Monday, March 3, 2014
Unification on Agenda as Leaders Meet in Seoul
A very timely article (for those who focus on Korea and NE Asia, not for those focusing on Ukraine and Russia of course).
It is time for the international community to come to the realization that the Kim Family Regime will not give up its nuclear weapons and that human rights atrocities will continue as long as the Kim Family Regime remains in control in north Korea.
It has become time to take seriously the ROK's planning for unification and for the international community to support that planning (and all the necessary preparation). Former Prime Minister Julia Gillard sums it up well:
World leaders of past and present gathered today in Seoul for the 5th Asian Leadership Conference to discuss the myriad challenges currently facing the region. Hosted by South Korean daily the Chosun Ilbo, the conference featured a lineup of movers and shakers from the Northeast Asian sphere, brought together to discuss North Korea and prospects for unification under the theme of “One Korea, New Asia.”
“North Korea is the last frontier in the global economic system,” CEO of Chosun Ilbo Sang Hoon Bang noted in his opening address.
President Park Geun Hye echoed Sang's sentiment, reaffirming her stance that unification would prove to be a “jackpot” for South Korea and the wider East Asian region. “We must turn the peninsula into a land of hope,” she said.
Former U.S. President George W. Bush expressed his support for the “noble effort” of unifying the peninsula. “This new, open dialogue on unification is a very positive development,” he said, but warned that that such a vision requires a great deal of patience. Naturally, unification requires the will of both parties. As such, its realization will largely depend on what extent Kim Jong Eun views unification as a potential gain. “How deep is the propaganda in North Korea?” Bush concluded. “How long will it take for that to wash out of the system?”

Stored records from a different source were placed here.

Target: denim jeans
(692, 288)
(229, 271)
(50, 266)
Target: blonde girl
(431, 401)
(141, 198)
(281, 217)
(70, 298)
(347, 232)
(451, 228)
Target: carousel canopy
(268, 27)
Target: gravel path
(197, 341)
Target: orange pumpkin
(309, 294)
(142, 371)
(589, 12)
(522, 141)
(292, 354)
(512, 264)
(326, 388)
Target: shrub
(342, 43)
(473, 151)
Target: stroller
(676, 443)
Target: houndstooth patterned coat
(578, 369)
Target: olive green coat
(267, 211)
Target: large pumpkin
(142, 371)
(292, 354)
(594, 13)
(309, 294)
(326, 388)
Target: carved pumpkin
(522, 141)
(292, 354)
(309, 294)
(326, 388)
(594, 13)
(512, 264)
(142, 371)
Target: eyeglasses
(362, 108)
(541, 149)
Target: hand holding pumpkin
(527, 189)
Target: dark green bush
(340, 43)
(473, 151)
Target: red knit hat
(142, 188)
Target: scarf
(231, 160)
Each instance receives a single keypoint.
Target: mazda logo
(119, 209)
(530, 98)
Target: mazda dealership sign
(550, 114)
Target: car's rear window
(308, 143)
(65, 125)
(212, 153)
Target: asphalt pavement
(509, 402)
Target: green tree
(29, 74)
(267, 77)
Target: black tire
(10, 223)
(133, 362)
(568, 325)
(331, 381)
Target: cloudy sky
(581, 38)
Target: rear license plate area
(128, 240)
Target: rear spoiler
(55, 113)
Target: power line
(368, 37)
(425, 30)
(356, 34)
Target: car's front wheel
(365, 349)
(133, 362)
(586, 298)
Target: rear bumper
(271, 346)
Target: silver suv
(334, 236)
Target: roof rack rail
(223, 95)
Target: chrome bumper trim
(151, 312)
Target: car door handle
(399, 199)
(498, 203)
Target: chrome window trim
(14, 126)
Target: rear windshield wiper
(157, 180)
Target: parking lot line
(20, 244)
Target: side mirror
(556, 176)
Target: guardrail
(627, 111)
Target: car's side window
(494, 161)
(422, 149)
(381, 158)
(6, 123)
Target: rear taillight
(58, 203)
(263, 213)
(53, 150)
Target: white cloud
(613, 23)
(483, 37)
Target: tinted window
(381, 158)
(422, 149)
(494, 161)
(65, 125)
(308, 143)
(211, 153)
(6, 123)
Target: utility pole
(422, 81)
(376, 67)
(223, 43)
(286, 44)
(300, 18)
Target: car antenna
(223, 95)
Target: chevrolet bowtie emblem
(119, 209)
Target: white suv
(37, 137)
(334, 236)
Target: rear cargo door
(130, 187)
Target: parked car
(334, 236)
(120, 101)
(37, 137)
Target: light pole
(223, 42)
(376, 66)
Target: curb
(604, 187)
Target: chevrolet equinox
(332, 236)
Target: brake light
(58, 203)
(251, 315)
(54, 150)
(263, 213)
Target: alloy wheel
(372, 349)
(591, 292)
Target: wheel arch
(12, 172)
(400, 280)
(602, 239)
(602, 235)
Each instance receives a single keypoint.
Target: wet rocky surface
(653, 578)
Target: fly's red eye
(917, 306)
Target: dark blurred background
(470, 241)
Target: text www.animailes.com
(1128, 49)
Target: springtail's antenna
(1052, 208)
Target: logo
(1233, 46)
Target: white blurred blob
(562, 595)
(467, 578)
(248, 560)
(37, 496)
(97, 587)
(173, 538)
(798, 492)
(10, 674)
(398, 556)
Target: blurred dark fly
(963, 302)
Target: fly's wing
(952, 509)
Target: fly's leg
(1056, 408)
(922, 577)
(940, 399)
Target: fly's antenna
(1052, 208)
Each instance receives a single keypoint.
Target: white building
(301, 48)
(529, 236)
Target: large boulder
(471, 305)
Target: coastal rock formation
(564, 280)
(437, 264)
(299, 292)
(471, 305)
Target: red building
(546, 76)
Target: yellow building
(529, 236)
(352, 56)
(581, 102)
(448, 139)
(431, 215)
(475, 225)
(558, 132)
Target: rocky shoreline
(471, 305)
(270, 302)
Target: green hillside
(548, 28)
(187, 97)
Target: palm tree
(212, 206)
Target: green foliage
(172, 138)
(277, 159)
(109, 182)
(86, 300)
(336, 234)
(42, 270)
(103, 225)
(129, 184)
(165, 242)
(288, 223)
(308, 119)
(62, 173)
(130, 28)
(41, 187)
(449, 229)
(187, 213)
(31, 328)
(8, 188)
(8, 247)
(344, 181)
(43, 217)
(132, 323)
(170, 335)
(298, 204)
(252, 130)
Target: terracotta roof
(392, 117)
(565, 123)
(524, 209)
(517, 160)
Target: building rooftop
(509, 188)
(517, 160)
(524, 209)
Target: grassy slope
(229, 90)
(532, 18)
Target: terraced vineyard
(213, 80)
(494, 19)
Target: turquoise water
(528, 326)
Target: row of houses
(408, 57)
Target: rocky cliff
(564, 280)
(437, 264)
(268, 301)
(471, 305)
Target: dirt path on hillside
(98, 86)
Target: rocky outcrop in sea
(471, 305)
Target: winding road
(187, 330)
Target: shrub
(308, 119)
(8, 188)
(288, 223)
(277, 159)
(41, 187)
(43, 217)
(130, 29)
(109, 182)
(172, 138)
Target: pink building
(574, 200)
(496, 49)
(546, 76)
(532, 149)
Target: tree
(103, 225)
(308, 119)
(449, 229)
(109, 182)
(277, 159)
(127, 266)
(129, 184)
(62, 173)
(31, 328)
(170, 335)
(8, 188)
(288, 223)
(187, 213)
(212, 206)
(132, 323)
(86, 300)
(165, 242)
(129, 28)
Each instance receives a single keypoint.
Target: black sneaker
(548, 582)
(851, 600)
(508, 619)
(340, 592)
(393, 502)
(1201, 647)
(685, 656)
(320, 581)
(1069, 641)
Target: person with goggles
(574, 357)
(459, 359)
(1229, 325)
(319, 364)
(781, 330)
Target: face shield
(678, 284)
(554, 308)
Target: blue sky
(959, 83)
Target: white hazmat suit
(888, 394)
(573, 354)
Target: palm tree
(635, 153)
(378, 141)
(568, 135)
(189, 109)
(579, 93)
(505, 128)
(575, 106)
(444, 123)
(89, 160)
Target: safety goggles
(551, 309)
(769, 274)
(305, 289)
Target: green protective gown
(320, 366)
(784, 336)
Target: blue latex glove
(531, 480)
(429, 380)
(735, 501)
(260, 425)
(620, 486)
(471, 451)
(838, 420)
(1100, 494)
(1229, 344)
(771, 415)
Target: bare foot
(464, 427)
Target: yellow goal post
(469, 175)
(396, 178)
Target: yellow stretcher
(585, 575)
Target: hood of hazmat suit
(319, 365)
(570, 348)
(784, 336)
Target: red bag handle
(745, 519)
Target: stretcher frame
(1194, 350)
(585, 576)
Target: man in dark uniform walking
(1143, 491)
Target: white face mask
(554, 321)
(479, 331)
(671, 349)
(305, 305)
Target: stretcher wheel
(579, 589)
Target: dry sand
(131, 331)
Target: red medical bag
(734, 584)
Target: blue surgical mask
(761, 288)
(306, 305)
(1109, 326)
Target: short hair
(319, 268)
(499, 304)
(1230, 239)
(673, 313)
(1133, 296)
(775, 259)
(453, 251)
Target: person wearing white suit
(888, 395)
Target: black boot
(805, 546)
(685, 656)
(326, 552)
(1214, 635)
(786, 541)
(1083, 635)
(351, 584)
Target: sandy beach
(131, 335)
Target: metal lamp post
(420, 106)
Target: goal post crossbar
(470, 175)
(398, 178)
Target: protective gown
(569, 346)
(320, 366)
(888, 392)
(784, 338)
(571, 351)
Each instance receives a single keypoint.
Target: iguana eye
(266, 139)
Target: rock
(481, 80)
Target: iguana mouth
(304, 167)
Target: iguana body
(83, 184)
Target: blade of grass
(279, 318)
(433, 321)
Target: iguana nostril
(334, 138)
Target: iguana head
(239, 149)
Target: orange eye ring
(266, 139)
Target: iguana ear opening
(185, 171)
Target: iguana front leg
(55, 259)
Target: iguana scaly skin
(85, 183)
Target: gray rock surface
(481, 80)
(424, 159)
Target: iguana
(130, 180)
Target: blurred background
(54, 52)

In a panel entitled “The Vision of ‘One Korea’: Search for a global architecture,” a number of prominent politicians provided their own personal take on the potential for a reunified Korea.
Although both nations were artificially divided, this is where the comparisons stop for Korea and Germany, former Prime Minister of the German Democratic Republic Lothar de Maiziere believes. Prior to the events of 1989, there had been much doubt in Germany over whether or not the country would ever reunify, he explained. “The Berlin Wall did not simply collapse. Rather, the people made it happen. Unification was only possible due to the will of the East Germans themselves.”
Former Prime Minister of Australia Julia Gillard posed three questions to the audience. Firstly, should unification occur? What would a unified peninsula mean for the region? And finally, what are the prospects of such an event occurring? Whether or not unification should go ahead is something only Koreans themselves can decide, Gillard posited, before pointing out that two key points stand out when predicting the regional implications of Korean reunification. That is, the end of North Korea as a nuclear state and the termination of what can only be deemed a “humanitarian tragedy.” With regard to the possibility of unification, she continued, the international community would be well-advised to “hope for the best and prepare for the worst.” “North Koreans have more to gain than to fear in joining the international community,” she concluded.
The formation of an East Asian community based on open regional cooperation is vital at this current juncture, former Prime Minister of Japan Yukio Hatoyama believes. At the same time as expressing his regret that, “the South Korean government does not view Japan as important as other nations when it comes to its North Korea strategy,” Hatoyama confirmed his support for Park Geun Hye’s focus on trust-building with the North and her motion to establish a Northeast Asia Peace and Cooperation Initiative.
Former United States Secretary of Defense Leon Panetta argued that the key to a unified Korea lies in strength; namely, strong bilateral relations with South Korea and China. “We must not underestimate who we are dealing with. North Korea is cruel, aggressive, uncertain and unpredictable, and they are pursuing aggressive steps throughout the region,” he warned.
Assessing the relationship between the United States and North Korea as one of a series of “provocation and accommodation,” he reaffirmed that the only way to confront such a regime is with displays of strength, including the continuation of joint military exercises. “It is important to show North Korea that the international community is unified in its approach toward it. The best possible way to ensure such unity is through such strength,” he stated.
Any progress on the Korean peninsula will require “complete and verifiable denuclearization,” he further noted. “North Korea must abide by international rules and regulations. Until then they can only be seen as a threat, an enemy and a potential attacker.”
South Korea’s Minister of Unification Ryoo Kihl Jae explained that the current administration’s approach to the North is “deductive” in that the goal has been set, and now they are working to achieve it. “The two Koreas must establish a clear identity…one that encompasses a communal mindset,” he said, before adding, “The North must choose to become a fully-fledged member of the international community. They currently lie at the center of the Asian paradox.”